Efficient enforcement via bipartite matching: 1. Build bipartite graph: variables on left, domain values on right. 2. Find a maximum matching. 3. If matching size < n, constraint is unsatisfiable. 4. Remove any edge not in any maximum matching — those (variable, value) pairs cannot be part of any solution.
Runs in O(n · d) time; far better than converting to O(n²) binary ≠ constraints.
Atmost / Resource Constraints
Atmost(k, X₁, …, Xₙ, v) — at most k of the Xᵢ can equal
value v. Useful in scheduling (at most k jobs per machine slot).
Bounds Consistency (for Integer Domains)
Instead of checking each value, maintain only [min, max]

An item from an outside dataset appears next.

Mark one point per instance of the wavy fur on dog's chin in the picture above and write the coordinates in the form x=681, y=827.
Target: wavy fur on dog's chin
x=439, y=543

bounds. Variable Xᵢ is bounds-consistent with Xⱼ if: -
There exists a y ∈ [minⱼ, maxⱼ] consistent with x = minᵢ - There exists
a y ∈ [minⱼ, maxⱼ] consistent with x = maxᵢ
Much cheaper than full arc consistency for large integer domains (e.g., scheduling).
Forward Checking vs. MAC
| Property | Forward Checking | MAC (Maintaining Arc Consistency) |
|---|---|---|
| When run | After each assignment | After each assignment |
| Propagation depth | 1 hop from assigned variable | Full AC-3 over entire network |
| Detects failures | Only in immediate neighbors | Throughout the network |
| Cost per step | O(d²) per neighbor | O(c · d³) |
| Recommended for | Simpler/smaller CSPs | Default for serious CSP solvers |
MAC is the standard approach: after assigning Xᵢ = v, run AC-3 starting from all arcs (Xⱼ, Xᵢ) for each neighbor Xⱼ.
Propagation Hierarchy
Increasing power (and cost):
Node consistency → Arc consistency (AC-3) → Path consistency → k-consistency
O(n·d) O(c·d³) O(n³·d³) exponential
↑
AC-3 / MAC: sweet spot in practice
Key Takeaway
Constraint propagation is not search — it’s inference. It eliminates values that cannot participate in any solution, reducing the effective search space before a single backtracking step is taken. MAC combines this inference with search, running AC-3 at every node of the search tree.